Radnal nodded. To the tourists, he said, “Good luck. If the gods are kind, I’ll see you again at the top of Trench Park.” He didn’t mention what would happen if the gods bumbled along as usual.

Toglo said, “Radnal vez, if we see each other again, I will use whatever influence I have for you.”

“Thanks,” was all Radnal could say. Under other circumstances, getting patronage from the Hereditary Tyrant’s relative would have moved him to do great things. Even now, it was kindly meant, but of small weight when he first had to survive to gain it.

A sliver of red-gold crawled over the eastern horizon. The tourists and the Eyes and Ears trudged north. A koprit bird on the rooftop announced the day with a cry of hig, hig, hig!

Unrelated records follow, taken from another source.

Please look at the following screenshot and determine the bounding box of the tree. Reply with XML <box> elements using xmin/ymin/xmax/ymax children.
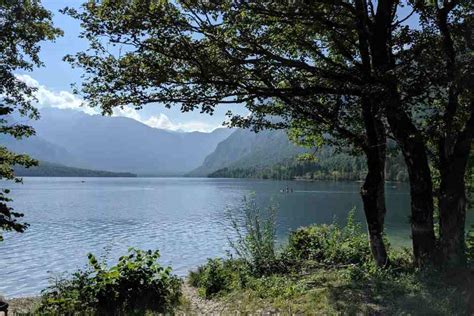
<box><xmin>0</xmin><ymin>0</ymin><xmax>61</xmax><ymax>240</ymax></box>
<box><xmin>65</xmin><ymin>0</ymin><xmax>468</xmax><ymax>265</ymax></box>
<box><xmin>65</xmin><ymin>1</ymin><xmax>388</xmax><ymax>266</ymax></box>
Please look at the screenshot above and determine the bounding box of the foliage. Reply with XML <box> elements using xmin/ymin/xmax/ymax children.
<box><xmin>227</xmin><ymin>194</ymin><xmax>278</xmax><ymax>275</ymax></box>
<box><xmin>286</xmin><ymin>210</ymin><xmax>371</xmax><ymax>265</ymax></box>
<box><xmin>208</xmin><ymin>147</ymin><xmax>408</xmax><ymax>182</ymax></box>
<box><xmin>39</xmin><ymin>248</ymin><xmax>181</xmax><ymax>315</ymax></box>
<box><xmin>65</xmin><ymin>0</ymin><xmax>474</xmax><ymax>264</ymax></box>
<box><xmin>0</xmin><ymin>0</ymin><xmax>61</xmax><ymax>240</ymax></box>
<box><xmin>189</xmin><ymin>204</ymin><xmax>470</xmax><ymax>315</ymax></box>
<box><xmin>188</xmin><ymin>258</ymin><xmax>249</xmax><ymax>298</ymax></box>
<box><xmin>466</xmin><ymin>225</ymin><xmax>474</xmax><ymax>267</ymax></box>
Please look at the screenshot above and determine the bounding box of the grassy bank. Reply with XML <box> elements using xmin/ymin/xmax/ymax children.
<box><xmin>4</xmin><ymin>199</ymin><xmax>474</xmax><ymax>315</ymax></box>
<box><xmin>189</xmin><ymin>200</ymin><xmax>474</xmax><ymax>315</ymax></box>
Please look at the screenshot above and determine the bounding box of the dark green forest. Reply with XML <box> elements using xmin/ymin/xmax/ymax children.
<box><xmin>208</xmin><ymin>148</ymin><xmax>408</xmax><ymax>182</ymax></box>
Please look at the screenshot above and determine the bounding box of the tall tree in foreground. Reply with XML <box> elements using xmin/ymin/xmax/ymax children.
<box><xmin>0</xmin><ymin>0</ymin><xmax>60</xmax><ymax>240</ymax></box>
<box><xmin>66</xmin><ymin>1</ymin><xmax>396</xmax><ymax>266</ymax></box>
<box><xmin>65</xmin><ymin>0</ymin><xmax>469</xmax><ymax>265</ymax></box>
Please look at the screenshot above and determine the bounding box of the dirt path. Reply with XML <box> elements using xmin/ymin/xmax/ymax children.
<box><xmin>181</xmin><ymin>282</ymin><xmax>225</xmax><ymax>315</ymax></box>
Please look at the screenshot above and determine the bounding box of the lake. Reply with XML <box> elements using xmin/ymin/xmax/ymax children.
<box><xmin>0</xmin><ymin>178</ymin><xmax>470</xmax><ymax>297</ymax></box>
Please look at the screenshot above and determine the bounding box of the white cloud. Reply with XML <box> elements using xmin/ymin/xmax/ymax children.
<box><xmin>16</xmin><ymin>75</ymin><xmax>219</xmax><ymax>132</ymax></box>
<box><xmin>143</xmin><ymin>113</ymin><xmax>219</xmax><ymax>132</ymax></box>
<box><xmin>16</xmin><ymin>75</ymin><xmax>98</xmax><ymax>114</ymax></box>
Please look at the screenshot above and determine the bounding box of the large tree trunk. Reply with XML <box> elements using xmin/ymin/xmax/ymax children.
<box><xmin>439</xmin><ymin>166</ymin><xmax>467</xmax><ymax>266</ymax></box>
<box><xmin>439</xmin><ymin>124</ymin><xmax>474</xmax><ymax>266</ymax></box>
<box><xmin>387</xmin><ymin>96</ymin><xmax>436</xmax><ymax>266</ymax></box>
<box><xmin>362</xmin><ymin>0</ymin><xmax>435</xmax><ymax>265</ymax></box>
<box><xmin>361</xmin><ymin>138</ymin><xmax>389</xmax><ymax>267</ymax></box>
<box><xmin>361</xmin><ymin>97</ymin><xmax>389</xmax><ymax>267</ymax></box>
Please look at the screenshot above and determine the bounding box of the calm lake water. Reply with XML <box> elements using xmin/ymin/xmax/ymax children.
<box><xmin>0</xmin><ymin>178</ymin><xmax>470</xmax><ymax>297</ymax></box>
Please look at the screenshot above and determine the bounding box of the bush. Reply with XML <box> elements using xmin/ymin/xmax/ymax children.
<box><xmin>39</xmin><ymin>248</ymin><xmax>181</xmax><ymax>315</ymax></box>
<box><xmin>228</xmin><ymin>195</ymin><xmax>279</xmax><ymax>276</ymax></box>
<box><xmin>189</xmin><ymin>259</ymin><xmax>245</xmax><ymax>298</ymax></box>
<box><xmin>466</xmin><ymin>225</ymin><xmax>474</xmax><ymax>266</ymax></box>
<box><xmin>285</xmin><ymin>210</ymin><xmax>371</xmax><ymax>265</ymax></box>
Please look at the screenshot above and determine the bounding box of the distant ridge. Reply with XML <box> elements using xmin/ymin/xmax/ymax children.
<box><xmin>15</xmin><ymin>161</ymin><xmax>137</xmax><ymax>178</ymax></box>
<box><xmin>0</xmin><ymin>108</ymin><xmax>233</xmax><ymax>176</ymax></box>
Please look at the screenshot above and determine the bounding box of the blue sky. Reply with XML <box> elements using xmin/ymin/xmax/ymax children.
<box><xmin>19</xmin><ymin>0</ymin><xmax>247</xmax><ymax>131</ymax></box>
<box><xmin>19</xmin><ymin>0</ymin><xmax>416</xmax><ymax>131</ymax></box>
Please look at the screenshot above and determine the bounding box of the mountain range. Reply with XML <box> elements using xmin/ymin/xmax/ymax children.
<box><xmin>0</xmin><ymin>108</ymin><xmax>233</xmax><ymax>176</ymax></box>
<box><xmin>0</xmin><ymin>108</ymin><xmax>406</xmax><ymax>181</ymax></box>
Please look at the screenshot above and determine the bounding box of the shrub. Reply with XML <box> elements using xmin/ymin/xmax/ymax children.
<box><xmin>466</xmin><ymin>225</ymin><xmax>474</xmax><ymax>266</ymax></box>
<box><xmin>188</xmin><ymin>258</ymin><xmax>247</xmax><ymax>298</ymax></box>
<box><xmin>228</xmin><ymin>195</ymin><xmax>278</xmax><ymax>276</ymax></box>
<box><xmin>39</xmin><ymin>248</ymin><xmax>181</xmax><ymax>315</ymax></box>
<box><xmin>285</xmin><ymin>210</ymin><xmax>371</xmax><ymax>264</ymax></box>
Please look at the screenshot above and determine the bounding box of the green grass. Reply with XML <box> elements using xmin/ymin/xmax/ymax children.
<box><xmin>188</xmin><ymin>201</ymin><xmax>474</xmax><ymax>315</ymax></box>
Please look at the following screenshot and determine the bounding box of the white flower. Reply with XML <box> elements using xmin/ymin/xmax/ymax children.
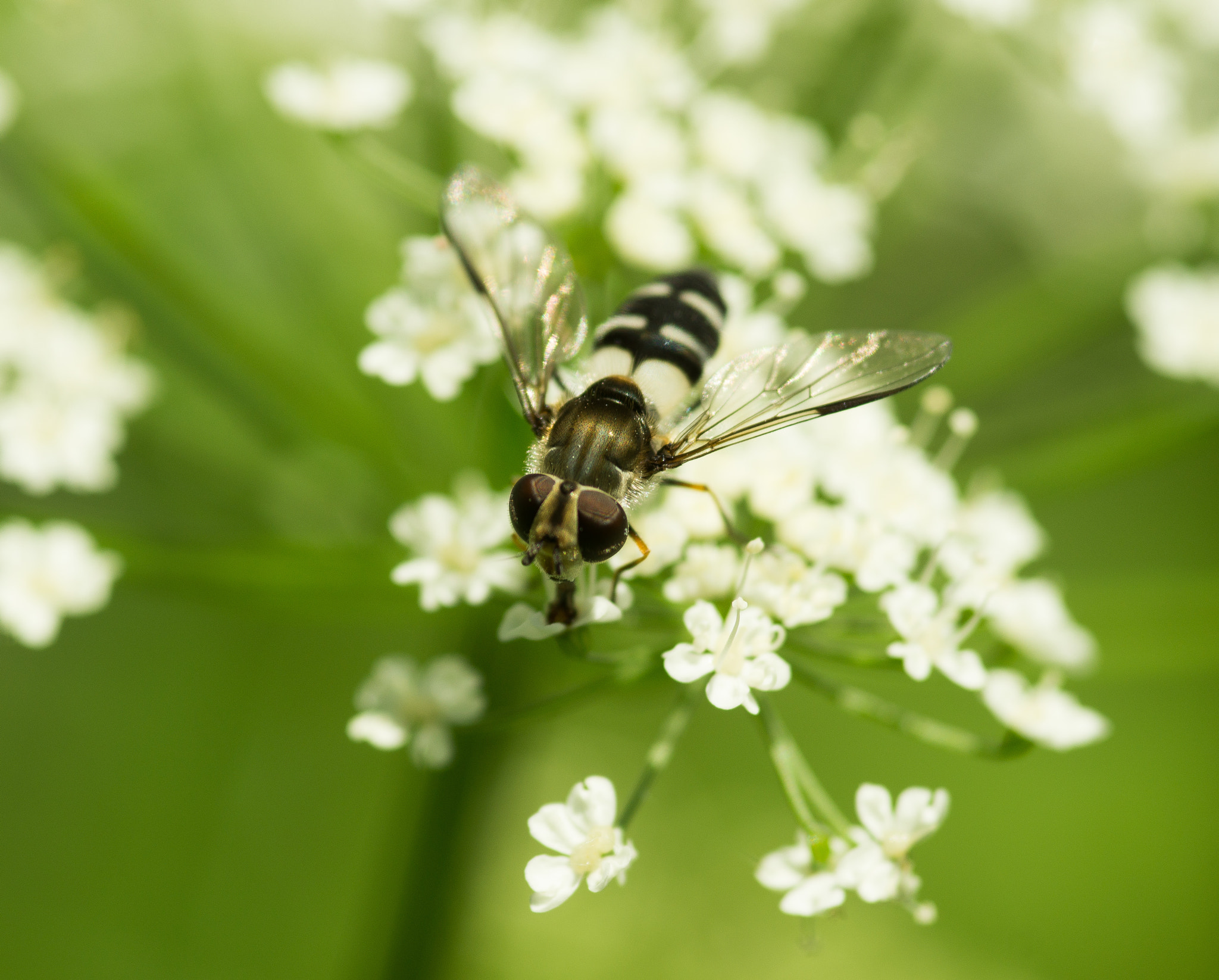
<box><xmin>0</xmin><ymin>72</ymin><xmax>21</xmax><ymax>135</ymax></box>
<box><xmin>360</xmin><ymin>235</ymin><xmax>500</xmax><ymax>401</ymax></box>
<box><xmin>754</xmin><ymin>832</ymin><xmax>846</xmax><ymax>915</ymax></box>
<box><xmin>743</xmin><ymin>547</ymin><xmax>846</xmax><ymax>629</ymax></box>
<box><xmin>0</xmin><ymin>245</ymin><xmax>151</xmax><ymax>494</ymax></box>
<box><xmin>605</xmin><ymin>191</ymin><xmax>693</xmax><ymax>272</ymax></box>
<box><xmin>985</xmin><ymin>579</ymin><xmax>1096</xmax><ymax>670</ymax></box>
<box><xmin>940</xmin><ymin>0</ymin><xmax>1033</xmax><ymax>27</ymax></box>
<box><xmin>263</xmin><ymin>57</ymin><xmax>412</xmax><ymax>130</ymax></box>
<box><xmin>664</xmin><ymin>598</ymin><xmax>791</xmax><ymax>714</ymax></box>
<box><xmin>663</xmin><ymin>545</ymin><xmax>741</xmax><ymax>602</ymax></box>
<box><xmin>526</xmin><ymin>776</ymin><xmax>637</xmax><ymax>912</ymax></box>
<box><xmin>1126</xmin><ymin>266</ymin><xmax>1219</xmax><ymax>385</ymax></box>
<box><xmin>939</xmin><ymin>490</ymin><xmax>1045</xmax><ymax>589</ymax></box>
<box><xmin>880</xmin><ymin>583</ymin><xmax>986</xmax><ymax>691</ymax></box>
<box><xmin>983</xmin><ymin>670</ymin><xmax>1109</xmax><ymax>752</ymax></box>
<box><xmin>1068</xmin><ymin>2</ymin><xmax>1182</xmax><ymax>150</ymax></box>
<box><xmin>0</xmin><ymin>520</ymin><xmax>120</xmax><ymax>647</ymax></box>
<box><xmin>699</xmin><ymin>0</ymin><xmax>806</xmax><ymax>65</ymax></box>
<box><xmin>835</xmin><ymin>782</ymin><xmax>948</xmax><ymax>902</ymax></box>
<box><xmin>348</xmin><ymin>653</ymin><xmax>486</xmax><ymax>769</ymax></box>
<box><xmin>390</xmin><ymin>473</ymin><xmax>526</xmax><ymax>612</ymax></box>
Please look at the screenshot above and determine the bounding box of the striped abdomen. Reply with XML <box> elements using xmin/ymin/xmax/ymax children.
<box><xmin>589</xmin><ymin>269</ymin><xmax>727</xmax><ymax>418</ymax></box>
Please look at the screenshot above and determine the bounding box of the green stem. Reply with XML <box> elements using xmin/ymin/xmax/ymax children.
<box><xmin>618</xmin><ymin>681</ymin><xmax>707</xmax><ymax>830</ymax></box>
<box><xmin>335</xmin><ymin>134</ymin><xmax>443</xmax><ymax>216</ymax></box>
<box><xmin>787</xmin><ymin>657</ymin><xmax>1033</xmax><ymax>759</ymax></box>
<box><xmin>757</xmin><ymin>695</ymin><xmax>851</xmax><ymax>836</ymax></box>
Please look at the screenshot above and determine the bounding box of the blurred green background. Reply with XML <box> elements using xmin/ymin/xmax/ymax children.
<box><xmin>0</xmin><ymin>0</ymin><xmax>1219</xmax><ymax>980</ymax></box>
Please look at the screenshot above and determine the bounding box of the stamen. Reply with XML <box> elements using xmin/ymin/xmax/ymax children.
<box><xmin>934</xmin><ymin>408</ymin><xmax>977</xmax><ymax>472</ymax></box>
<box><xmin>909</xmin><ymin>385</ymin><xmax>952</xmax><ymax>448</ymax></box>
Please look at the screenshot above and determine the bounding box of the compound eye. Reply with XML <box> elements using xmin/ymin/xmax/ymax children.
<box><xmin>576</xmin><ymin>490</ymin><xmax>629</xmax><ymax>562</ymax></box>
<box><xmin>508</xmin><ymin>473</ymin><xmax>555</xmax><ymax>541</ymax></box>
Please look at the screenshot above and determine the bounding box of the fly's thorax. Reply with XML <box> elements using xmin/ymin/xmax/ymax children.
<box><xmin>539</xmin><ymin>376</ymin><xmax>652</xmax><ymax>498</ymax></box>
<box><xmin>508</xmin><ymin>473</ymin><xmax>630</xmax><ymax>582</ymax></box>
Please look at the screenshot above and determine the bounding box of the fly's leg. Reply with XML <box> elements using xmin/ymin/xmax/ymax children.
<box><xmin>661</xmin><ymin>479</ymin><xmax>745</xmax><ymax>545</ymax></box>
<box><xmin>546</xmin><ymin>582</ymin><xmax>577</xmax><ymax>626</ymax></box>
<box><xmin>610</xmin><ymin>524</ymin><xmax>652</xmax><ymax>602</ymax></box>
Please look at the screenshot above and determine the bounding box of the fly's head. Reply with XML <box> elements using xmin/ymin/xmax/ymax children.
<box><xmin>508</xmin><ymin>473</ymin><xmax>629</xmax><ymax>582</ymax></box>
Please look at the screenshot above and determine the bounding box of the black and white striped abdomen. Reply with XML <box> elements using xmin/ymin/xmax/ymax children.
<box><xmin>587</xmin><ymin>269</ymin><xmax>727</xmax><ymax>418</ymax></box>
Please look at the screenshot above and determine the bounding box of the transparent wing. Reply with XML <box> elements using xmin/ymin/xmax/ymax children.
<box><xmin>655</xmin><ymin>330</ymin><xmax>952</xmax><ymax>470</ymax></box>
<box><xmin>440</xmin><ymin>167</ymin><xmax>587</xmax><ymax>433</ymax></box>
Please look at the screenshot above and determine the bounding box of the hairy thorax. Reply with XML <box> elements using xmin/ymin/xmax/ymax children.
<box><xmin>540</xmin><ymin>376</ymin><xmax>652</xmax><ymax>498</ymax></box>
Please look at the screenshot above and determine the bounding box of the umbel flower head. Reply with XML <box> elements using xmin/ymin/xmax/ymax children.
<box><xmin>389</xmin><ymin>470</ymin><xmax>527</xmax><ymax>611</ymax></box>
<box><xmin>0</xmin><ymin>520</ymin><xmax>120</xmax><ymax>647</ymax></box>
<box><xmin>0</xmin><ymin>244</ymin><xmax>151</xmax><ymax>494</ymax></box>
<box><xmin>348</xmin><ymin>653</ymin><xmax>486</xmax><ymax>769</ymax></box>
<box><xmin>755</xmin><ymin>782</ymin><xmax>948</xmax><ymax>924</ymax></box>
<box><xmin>526</xmin><ymin>776</ymin><xmax>637</xmax><ymax>912</ymax></box>
<box><xmin>360</xmin><ymin>235</ymin><xmax>500</xmax><ymax>401</ymax></box>
<box><xmin>263</xmin><ymin>57</ymin><xmax>412</xmax><ymax>132</ymax></box>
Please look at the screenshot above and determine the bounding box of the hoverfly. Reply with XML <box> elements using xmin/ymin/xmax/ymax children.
<box><xmin>441</xmin><ymin>167</ymin><xmax>952</xmax><ymax>623</ymax></box>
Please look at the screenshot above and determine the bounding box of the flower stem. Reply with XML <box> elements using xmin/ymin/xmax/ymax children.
<box><xmin>618</xmin><ymin>682</ymin><xmax>706</xmax><ymax>830</ymax></box>
<box><xmin>787</xmin><ymin>657</ymin><xmax>1033</xmax><ymax>759</ymax></box>
<box><xmin>757</xmin><ymin>695</ymin><xmax>851</xmax><ymax>836</ymax></box>
<box><xmin>335</xmin><ymin>134</ymin><xmax>443</xmax><ymax>216</ymax></box>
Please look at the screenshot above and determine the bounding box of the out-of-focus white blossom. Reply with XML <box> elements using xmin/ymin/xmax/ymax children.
<box><xmin>1067</xmin><ymin>0</ymin><xmax>1219</xmax><ymax>201</ymax></box>
<box><xmin>422</xmin><ymin>10</ymin><xmax>873</xmax><ymax>282</ymax></box>
<box><xmin>663</xmin><ymin>545</ymin><xmax>740</xmax><ymax>602</ymax></box>
<box><xmin>1126</xmin><ymin>266</ymin><xmax>1219</xmax><ymax>385</ymax></box>
<box><xmin>526</xmin><ymin>776</ymin><xmax>637</xmax><ymax>912</ymax></box>
<box><xmin>754</xmin><ymin>831</ymin><xmax>846</xmax><ymax>915</ymax></box>
<box><xmin>983</xmin><ymin>669</ymin><xmax>1109</xmax><ymax>752</ymax></box>
<box><xmin>742</xmin><ymin>547</ymin><xmax>846</xmax><ymax>629</ymax></box>
<box><xmin>360</xmin><ymin>235</ymin><xmax>500</xmax><ymax>401</ymax></box>
<box><xmin>697</xmin><ymin>0</ymin><xmax>807</xmax><ymax>65</ymax></box>
<box><xmin>985</xmin><ymin>579</ymin><xmax>1096</xmax><ymax>670</ymax></box>
<box><xmin>0</xmin><ymin>72</ymin><xmax>21</xmax><ymax>135</ymax></box>
<box><xmin>940</xmin><ymin>0</ymin><xmax>1033</xmax><ymax>27</ymax></box>
<box><xmin>835</xmin><ymin>782</ymin><xmax>948</xmax><ymax>902</ymax></box>
<box><xmin>348</xmin><ymin>653</ymin><xmax>486</xmax><ymax>769</ymax></box>
<box><xmin>389</xmin><ymin>472</ymin><xmax>526</xmax><ymax>612</ymax></box>
<box><xmin>0</xmin><ymin>520</ymin><xmax>120</xmax><ymax>647</ymax></box>
<box><xmin>0</xmin><ymin>244</ymin><xmax>151</xmax><ymax>494</ymax></box>
<box><xmin>263</xmin><ymin>57</ymin><xmax>412</xmax><ymax>132</ymax></box>
<box><xmin>880</xmin><ymin>583</ymin><xmax>986</xmax><ymax>691</ymax></box>
<box><xmin>664</xmin><ymin>598</ymin><xmax>791</xmax><ymax>714</ymax></box>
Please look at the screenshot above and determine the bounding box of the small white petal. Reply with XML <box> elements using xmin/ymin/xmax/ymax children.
<box><xmin>348</xmin><ymin>711</ymin><xmax>407</xmax><ymax>751</ymax></box>
<box><xmin>663</xmin><ymin>644</ymin><xmax>715</xmax><ymax>684</ymax></box>
<box><xmin>529</xmin><ymin>803</ymin><xmax>587</xmax><ymax>854</ymax></box>
<box><xmin>779</xmin><ymin>872</ymin><xmax>846</xmax><ymax>915</ymax></box>
<box><xmin>526</xmin><ymin>854</ymin><xmax>580</xmax><ymax>912</ymax></box>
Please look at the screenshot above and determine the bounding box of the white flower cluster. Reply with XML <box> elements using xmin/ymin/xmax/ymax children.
<box><xmin>410</xmin><ymin>5</ymin><xmax>873</xmax><ymax>282</ymax></box>
<box><xmin>1067</xmin><ymin>0</ymin><xmax>1219</xmax><ymax>200</ymax></box>
<box><xmin>696</xmin><ymin>0</ymin><xmax>808</xmax><ymax>67</ymax></box>
<box><xmin>0</xmin><ymin>244</ymin><xmax>151</xmax><ymax>494</ymax></box>
<box><xmin>526</xmin><ymin>776</ymin><xmax>636</xmax><ymax>912</ymax></box>
<box><xmin>756</xmin><ymin>782</ymin><xmax>948</xmax><ymax>924</ymax></box>
<box><xmin>940</xmin><ymin>0</ymin><xmax>1034</xmax><ymax>27</ymax></box>
<box><xmin>360</xmin><ymin>235</ymin><xmax>500</xmax><ymax>401</ymax></box>
<box><xmin>0</xmin><ymin>72</ymin><xmax>21</xmax><ymax>135</ymax></box>
<box><xmin>1126</xmin><ymin>264</ymin><xmax>1219</xmax><ymax>385</ymax></box>
<box><xmin>389</xmin><ymin>472</ymin><xmax>526</xmax><ymax>612</ymax></box>
<box><xmin>348</xmin><ymin>653</ymin><xmax>486</xmax><ymax>769</ymax></box>
<box><xmin>0</xmin><ymin>520</ymin><xmax>120</xmax><ymax>647</ymax></box>
<box><xmin>263</xmin><ymin>57</ymin><xmax>413</xmax><ymax>132</ymax></box>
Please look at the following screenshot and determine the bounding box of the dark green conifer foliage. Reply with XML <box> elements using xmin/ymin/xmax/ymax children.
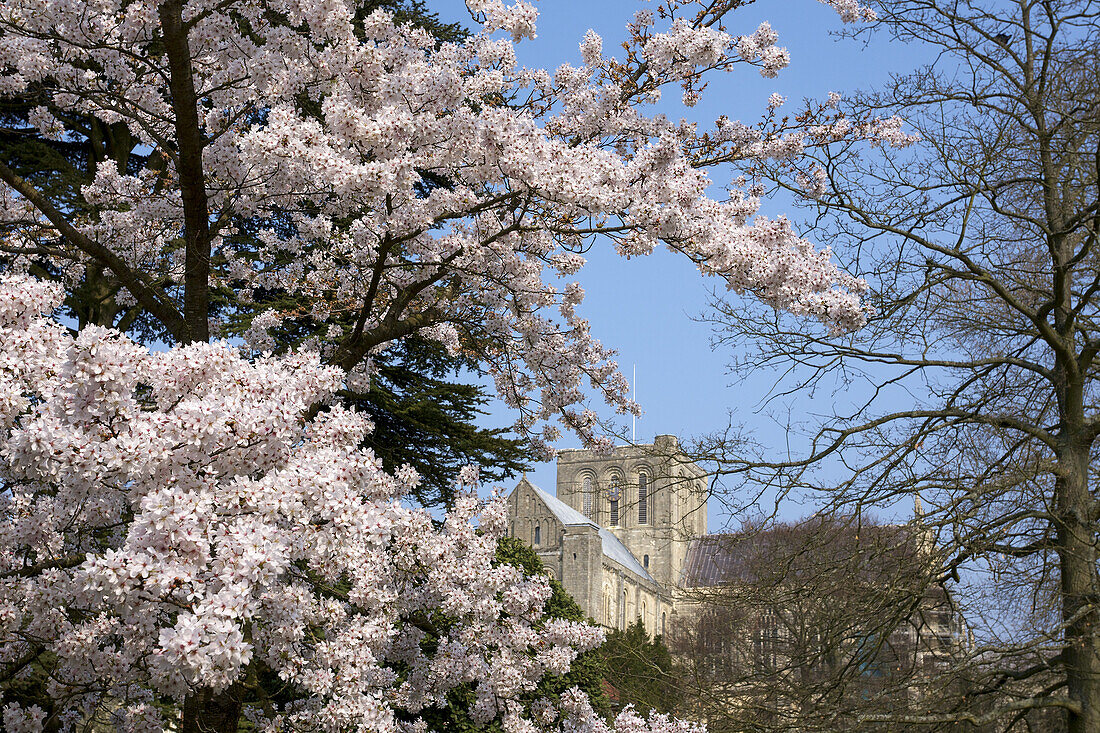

Peggol ordered one of the remaining Eyes and Ears to stay at the lodge and send westward any helos that came. Then he said formally, “Freeman vez Krobir, I place myself and freeman vez Potos, my colleague here, under your authority. Command us.”

“If that’s how you want it,” Radnal answered, shrugging. “You know what we’ll do: march west until we catch the Krepalgans or drown, whichever comes first. Nothing fancy. Let’s go.”

Radnal, the two Eyes and Ears, the lodge attendants, and the surviving militiamen started from the stables. The morning light showed the tracks of three donkeys heading west. The tour guide took out his monocular, scanned the western horizon. No luck — dips and rises hid Evillia and Lofosa.

Fer vez Canthal said, “There’s a high spot maybe three thousand cubits west of here. You ought to look from there.”

“Maybe,” Radnal said. “If we have a good trail, though, I’m likelier to rely on that. I begrudge wasting even a heartbeat’s time, and spotting someone isn’t easy even if he wants to be found. Remember that poor fellow who wandered off from his group four years ago? They used helos, dogs, everything, but they didn’t find his corpse until a year later, and then by accident.”

“Thank you for pumping up my hopes,” Peggol said.

“Nothing wrong with hope,” Radnal answered, “but you knew the odds were bad when you decided to stay.”

The seven walkers formed a loose skirmish line, about five cubits apart from one another. Radnal, the best tracker, took the center; at his right was Horken vez Sofana, at his left Peggol. He figured they had the best chance of picking up the trail if he lost it.

That likelihood grew with every step. Evillia and Lofosa hadn’t gone straight west. He quickly found that out. Instead, they’d jink northwest for a few hundred cubits, then southwest a few hundred more, in a deliberate effort to throw off pursuit. They also chose the hardest ground they could find, which made the donkeys’ tracks tougher to follow.